シルフィはそのまま日本町近くで寝ていると言ったので、そのままだ。

 ビビヤンや伊集院先生とも別れたが、また会う気がするな。

 まぁそんなこんながあり、一旦帰ってお風呂に入って、今は夜9時。

 子供は寝て、おっさん達の時間。

 今の季節は夏の始まり、ビアガーデンが気持ちいい。

「いいところですね。屋上でビアガーデンですか」
「大石君、実は君と私は同い年なんだ、敬語はやめようじゃないか」
「あ、そうなんだ。じゃあ敬語なしでいくか!」

 おっさん二人でビアガーデン、酒が入れば立場など消える。
 
 仲良くなるにはそれほど時間はいらなかった。

……

「ははは! 信二、君は日本の柱になれ」
「信一郎がいるなら日本は安泰だな! 特域との交流でこの国の未来は明るい!」

 俺達はなぜか下の名前で呼ぶ関係にまで発展していた。

 お互いなぜか好きなロボットアニメの話で盛り上がった当たりだろうか、この年代のおっさんはロボットが好きなのだ。

 流行りの歌でまた再熱したな、なんて笑い合う。

 信一郎の懐に入るコミュ力なのか、一応商社で営業職をやっていた俺の親しみやすいと言われた性格なのかは知らないが。

「しかし、娘さんのために異世界配信者になるとは……だからかもしれないな。信二にその加護が与えられたのは」
「さぁな、でも最大限に使わせてもらう」

 すると信一郎が赤く火照った顔で俺を真っすぐとみる。

「そこでだ……君に頼みたいことがある」
「……一応聞く。でも優先順位は万能の霊薬を探すことだぞ?」

「ふふ、わかっているとも。
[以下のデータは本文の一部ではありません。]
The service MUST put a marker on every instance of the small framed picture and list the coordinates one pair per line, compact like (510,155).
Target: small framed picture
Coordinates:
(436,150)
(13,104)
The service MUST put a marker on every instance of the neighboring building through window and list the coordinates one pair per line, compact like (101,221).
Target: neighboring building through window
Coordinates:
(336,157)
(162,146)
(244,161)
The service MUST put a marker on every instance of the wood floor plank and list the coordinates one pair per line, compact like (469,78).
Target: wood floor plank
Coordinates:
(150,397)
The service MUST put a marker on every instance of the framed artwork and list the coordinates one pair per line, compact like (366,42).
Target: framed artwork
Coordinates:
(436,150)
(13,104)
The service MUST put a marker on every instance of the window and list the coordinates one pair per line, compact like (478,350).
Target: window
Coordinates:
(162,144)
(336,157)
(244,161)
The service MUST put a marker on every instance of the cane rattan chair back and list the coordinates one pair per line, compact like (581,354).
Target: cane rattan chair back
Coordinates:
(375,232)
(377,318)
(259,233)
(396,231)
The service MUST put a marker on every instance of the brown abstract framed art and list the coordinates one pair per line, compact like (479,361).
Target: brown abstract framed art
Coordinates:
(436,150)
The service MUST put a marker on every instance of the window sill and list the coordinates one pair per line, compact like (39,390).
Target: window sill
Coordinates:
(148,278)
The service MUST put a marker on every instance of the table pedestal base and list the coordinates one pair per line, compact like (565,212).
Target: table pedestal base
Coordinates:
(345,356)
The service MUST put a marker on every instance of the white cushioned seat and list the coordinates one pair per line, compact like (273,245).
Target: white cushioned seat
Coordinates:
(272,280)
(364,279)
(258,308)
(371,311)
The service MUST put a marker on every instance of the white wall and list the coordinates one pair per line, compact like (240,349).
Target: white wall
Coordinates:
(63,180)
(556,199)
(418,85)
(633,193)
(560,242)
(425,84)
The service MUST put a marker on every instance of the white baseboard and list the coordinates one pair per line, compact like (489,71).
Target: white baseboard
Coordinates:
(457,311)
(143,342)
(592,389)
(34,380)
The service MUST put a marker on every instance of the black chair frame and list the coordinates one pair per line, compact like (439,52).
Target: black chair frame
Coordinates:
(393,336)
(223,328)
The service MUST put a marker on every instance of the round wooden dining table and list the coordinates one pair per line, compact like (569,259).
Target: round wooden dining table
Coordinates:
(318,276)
君にエルフの森へと外交を頼みたい」
「エルフか……確かにいるらしいけど……」

 他の配信者の動画でエルフがいるという話は聞いたことがある。
しかし実態はみたことはないのだが、ほんとにいるのだろうか。

「いや、いる。しかしな……超が付くほどの排他的な種族だ。近づこうものなら即座に魔法の弓で攻撃してくる。今まで何人か挑んだが話も聞いてもらえず死んだ。そもそも言語が通じないがな。なのでアナザーでは危険区域として立ち入りを禁じている」
「そんなとこに行きたくないんだが……」
「ははは、そりゃそうだ。だが信二が求めているものがあるとしたら?」
「――!? まさか万能の霊薬か?」

 そういうと信一郎は、鞄からタブレットを取り出した。

「これは国秘だ。だが信二には見せておこう」
「いいのか?」
「ふふ、信頼の証。あとは先行投資と言った奴だな」

 そして信一郎が出したのは地図?

「これはアナザーの世界で今判明している部分を表した地図だ。簡易的だがね。ここが日本町、つまりゲートで最初に行く場所だ」

 地図の中心には日本町。

 そしてその周りはただひたすらと森?

「森ばっかりだな……あとこれあのバカデカい木、世界樹か」

「そう、今我々がいる場所は森の中の一部の開けた場所、我々はこれをエルフの大森林と呼んでいる。調査した結果だが、おそらくはここは誰のものでもない」

「エルフの森なのに?」

「エルフが生息しているというだけだな。そしてここ。西の帝国。エルフの大森林の左だな。ここに人間の国がある。まぁ人間はあの村のようにどこにでも小さな集落を作っているようだが」

「ちゃんと人間の文明もあるんだな」

「だが、文明レベルは良くて中世。貴族制が存在し、まぁ正直交流はうまくいってない。大森林の右は海が広がっている。この世界の全体像は今だ分からないが、つまり大森林は帝国に蓋をされる形ということだな」

 俺は再度地図を見る。

 俺達がいる場所はエルフの大森林、そしてその右が海で左が帝国。
その先に何があるかまでは距離がありすぎてわからないとのこと、あと帝国が通してくれない。

「だからな、まず我々はエルフと友好的な関係を結ばなくてはならない。日本町がある場所はエルフの領土でもあるが、森ではないので彼ら敵にはどうでもいい場所ということで放置されている。しかし、彼らと友好関係を結ばなくてはな。お隣さん同士仲良くしたいだろ?」

「そりゃそうだな、で。万能の霊薬は?」

「霊薬といえばエルフだろ?」

「はぁ、根拠なしか。なんか良い様に使われている気がするな」

「しかし手掛かりがないのも事実だろ? ということで、頼む。護衛としてビビヤンを経費で雇おう。仲がよさそうだしな」

「はぁ……まぁその通りだな。適当に探して見つかるようなもんじゃないし」

 その日俺と信一郎は飲み明かした。
お互い腹を割って話すには十分な量のお酒を飲んで。

 そして翌日。

「シルフィ! 約束のケーキ買ってきたぞ」

 ゲートを通ってシルフィが寝ているであろうアナザー自衛隊駐屯地へ向かってみる。
すると、自衛隊の人だかりができているので、俺はかき分けるように中に入る。

「……? この銀色の幼女は?」

「いや、それがさっぱり……」

 シルフィが眠っていた場所、そこには。

『むにゃむにゃ……あ、おはよう。シンジ』

 銀色の髪の美しい幼女が眠っていた。